No statistically significant differences were found between expression levels in CRSwNP patients with asthma and those without asthma, but it was between both groups and controls, suggesting that the weight of the difference in expression in patients with NP may not be due to the presence of asthma. No significant differences were also found between expression levels in CRSwNP with AA and CRSwNP with NAA, indicating that allergy does not seem to act as a differential factor in IL5RA expression.

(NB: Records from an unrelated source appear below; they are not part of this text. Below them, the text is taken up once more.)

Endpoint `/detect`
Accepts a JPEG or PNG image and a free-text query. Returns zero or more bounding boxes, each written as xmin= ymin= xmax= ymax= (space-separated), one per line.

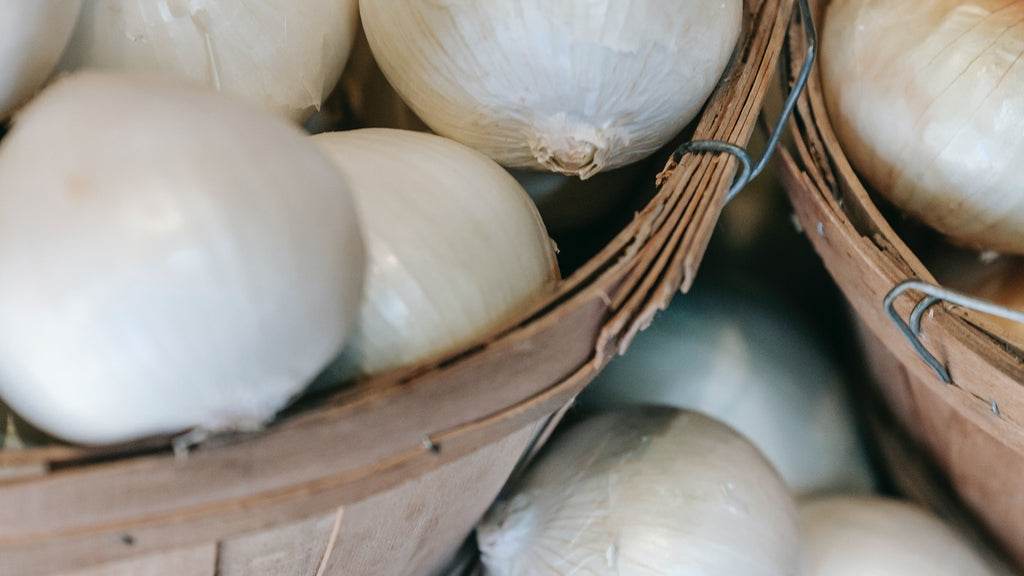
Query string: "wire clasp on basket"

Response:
xmin=673 ymin=0 xmax=818 ymax=203
xmin=884 ymin=279 xmax=1024 ymax=381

The difference in expression levels observed between patients with nonallergic asthma-associated NP (CRSwNP with NAA) and those with nonallergic asthma without associated nasal polyposis (NAA without NP) is worth mentioning. This would reinforce that NP could be responsible for the increased expression of the IL5RA gene. Indeed, a p-value close to significance was obtained. This datum points to a greater weight of NP in the difference in expression compared to atopy in asthma.

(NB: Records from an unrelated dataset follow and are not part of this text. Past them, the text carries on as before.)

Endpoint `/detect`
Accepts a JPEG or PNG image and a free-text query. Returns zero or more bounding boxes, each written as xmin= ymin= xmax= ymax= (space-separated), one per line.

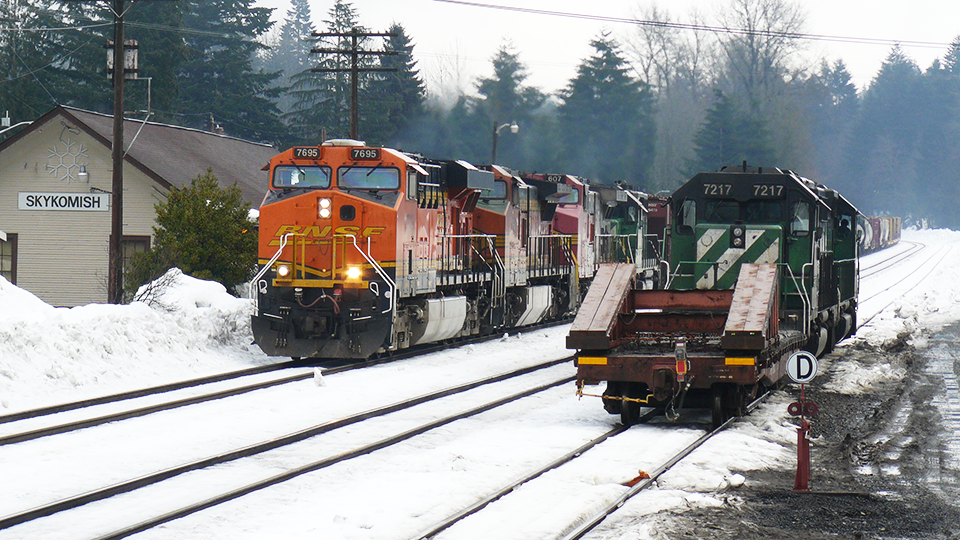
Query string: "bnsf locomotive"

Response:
xmin=567 ymin=165 xmax=859 ymax=425
xmin=252 ymin=140 xmax=656 ymax=358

The time of asthma onset, although not taken into account in our study, would be interesting to consider for evaluation of the response to treatment with biologics, as described in the literature [32]

Although this article has focused on the study of peripheral blood expression of IL5RA, in future studies, it would be interesting to analyze in parallel the expression of the membrane-anchored expression (TM-IL-5Rα) isoform in peripheral blood and in nasal tissue from control subjects and nasal polyp (NP) patients, since different expression levels have been previously described for both isoforms [33].

IL-5 is an essential cytokine in eosinophil production, maturation, migration, and activation [34]. A monoclonal treatment specifically targeting IL-5Rα, benralizumab, has already been developed, so determining IL5RA expression may help evaluate the response. Whether or not the determination of the expression of IL5RA would help predict which patients would respond better to benralizumab makes for an exciting field to explore, and it has already been reviewed in a recent study from our research group, which seems to support this idea in so far as IL5RA expression relates, to some extent, to the response to benralizumab and the improvement of FEV₁ and the asthma control test scores (ACT) [34]. Nakajima et al. [7] identified a group of super-responders that showed a significant reduction of IL5RA post-treatment (among other genes associated with eosinophilic inflammation).

Treatment with benralizumab seemed to have a future projection in CRSwNP, as showed some data from patients with asthma and CRSwNP [35,36,37]. A Phase II study conducted in Japan [38] showed a reduction in Nasal Polyp Scores after treatment with benralizumab, especially in patients with high starting levels of peripheral blood eosinophils, although benralizumab did not meet the primary efficacy point. Also, in the OSTRO pivotal trial of benralizumab in patients with CRSwNP, the biological decreased Nasal Polyp Score by 0.570 (p < 0.001) and Nasal Blockage Score by 0.270 (p < 0.005) but not statistically significant between-group differences were observed at the time of first nasal polyp surgery or Sinonasal Outcome Test-22 (SNOT-22). The authors stated, “CRSwNP is a heterogeneous disease that includes subsets of patients for whom eosinophils may be a more significant contributor to disease pathogenesis as well as patients for whom other inflammatory mediators or alternative pathways are driving the formation and persistence of nasal polyps” [13]. It is possible that determining IL5RA expression levels could help distinguish these subsets of patients.

5. Conclusions

The present results support the role of IL5RA as a biomarker in CRSwNP. As IL5RA levels in peripheral blood do not always correlate with peripheral blood eosinophil levels, its determination could provide further information to that provided by eosinophils. Of course, as this is a first approach, further studies are needed to identify those possible groups of patients who would be more susceptible to developing nasal polyposis and its progression, predicting drug response or surgical treatment needs. The customization of clinical management and the individualization of each specific case will allow us to obtain the optimal treatment for each patient in a new pharmacogenetic era based on precision medicine.